JAPANSE LADDERKLOK “SHAKU-DOKEI” MET SLAGWERK Ca 1820

Japanse klokken Wandklokken

M&R147

LADDERKLOK “SHAKU-DOKEI”
MET SLAGWERK
Circa 1820
Japan

Uurwerk
Messing platine-uurwerk op spillegang met balans. De messing voorplatine is voorzien van decoratief ajourgezaagde chrysantmotieven. Tevens bevindt zich hier het opwindstaafje voor het gaand¬werk. Op de twee hoeken aan de voorzijde van het uurwerk zijn twee ge¬profileerde messing pilaartjes geplaatst. Het gaandwerk wordt aangedreven door een gewicht, dat tevens als slagwerk dient. Het slagwerk slaat de hele en halve Japanse uren. Aan de bovenzijde van de ladder bevindt zich een kleine ronde uitsparing waardoor het slagwerk opgewonden kan worden.

Wijzerplaat
De houten wijzerplaat is voorzien van 13 verschuifbare, messing ’toki’s’ voor de uuraanduiding. De toki’s zijn gegra¬veerd en ingelakt. De Japanse tekens op de toki’s stellen de volgende getallen voor, van boven naar bene¬den: 6, 5, 4, 9, 8, 7, 6, 5, 4, 9, 8, 7, 6. De 12 messing toki’s tussen de uurcijfers dienen voor de halfuur-aanduiding.
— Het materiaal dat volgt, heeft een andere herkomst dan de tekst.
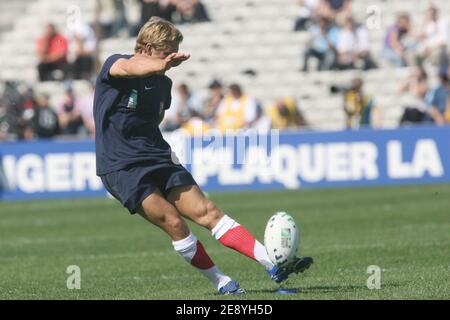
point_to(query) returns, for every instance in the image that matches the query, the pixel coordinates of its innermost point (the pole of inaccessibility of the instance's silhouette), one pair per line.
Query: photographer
(359, 108)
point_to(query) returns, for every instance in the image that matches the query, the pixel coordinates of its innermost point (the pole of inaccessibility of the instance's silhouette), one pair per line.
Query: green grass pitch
(404, 230)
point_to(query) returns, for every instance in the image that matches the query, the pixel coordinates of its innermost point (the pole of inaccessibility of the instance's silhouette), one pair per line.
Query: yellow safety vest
(232, 118)
(280, 122)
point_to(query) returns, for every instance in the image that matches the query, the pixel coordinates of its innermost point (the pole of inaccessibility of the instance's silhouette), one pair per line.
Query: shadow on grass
(325, 289)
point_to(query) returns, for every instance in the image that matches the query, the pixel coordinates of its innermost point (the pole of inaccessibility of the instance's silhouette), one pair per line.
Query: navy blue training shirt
(126, 114)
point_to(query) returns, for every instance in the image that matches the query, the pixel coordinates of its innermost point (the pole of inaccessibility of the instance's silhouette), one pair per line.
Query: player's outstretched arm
(143, 66)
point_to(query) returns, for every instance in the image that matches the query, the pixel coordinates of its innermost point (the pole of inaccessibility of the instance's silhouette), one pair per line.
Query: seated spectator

De decoratief ajourgezaagde messing wijzer schuift aan de linkerzijde van boven naar beneden. Het wijzertje is bevestigd aan het slagwerk. Naast de toki’s aan de rechterzijde is een messing liniaal aangebracht zodat de toki’s gelijkmatig verschoven kunnen worden.

Kast
De gehele kast is vervaardigd van het geaderde Japanse shitan hout (rozenhout). De beide zijkanten naast het uurwerk zijn net als de voorzijde voorzien van een venster, afgezet met een licht houten biesje waardoor het uurwerk zichtbaar is. Om de klok op te winden dient men de voorzijde omhoog te schuiven. beide zijden zijn ajourgezaagde en gegraveerde versieringen in repeterend motief als klankgaten voor de bel aangebracht. Onder in de kast een kleine lade voor de opwindsleutel.

Gangduur: 1 dag.

Hoogte: 50 cm.
Breedte: 7.5 cm.
Diepte: 7 cm.

Literatuur
– W. Brandes, Alte Japanische Uhren (E16).
– N.H.N. Mody, Japanese clocks (E17).
– Tardy 3-delig, La Pendule Française JAPON, blz.757-768

Japanse tijd
De Japanse tijdmeting verschilt in grote mate van de Westerse tijdmeting. In plaats van een uur als vaste waarde te nemen verschilt in Japan de lengte van een uur, toki genaamd, naar de lengte van de dag en de nacht. De dag en de nacht zijn beide ingedeeld in 6 toki, die van zonsopgang tot zonsondergang en van zonsondergang tot zonsopgang gerekend worden. In de zomer zijn de dagen langer dan de nachten en duurt dientengevolge een toki overdag ook langer dan ’s nachts.
In de winter werkt dit andersom.
Om deze reden zijn er Japanse klokken met verschuifbare plaatjes, zodat de lengte van de toki verandert kan worden. Tevens zijn er klokken waarbij de cijferring vastzit, maar waarbij het tikgetal van de klok te veranderen is door de gewichtjes van de waag te verplaatsen, zodat de klok langzamer of sneller gaat lopen. Dit komt voor bij de oudere klokken.
De cijfers van de klok lopen van 9 naar 4. In Japan was het cijfer 9 heilig.
Elke toki, 12 in totaal, had ook een eigen teken van de dierenriem die ook wel werden afgebeeld op een cijferring rondom de gewone cijferring.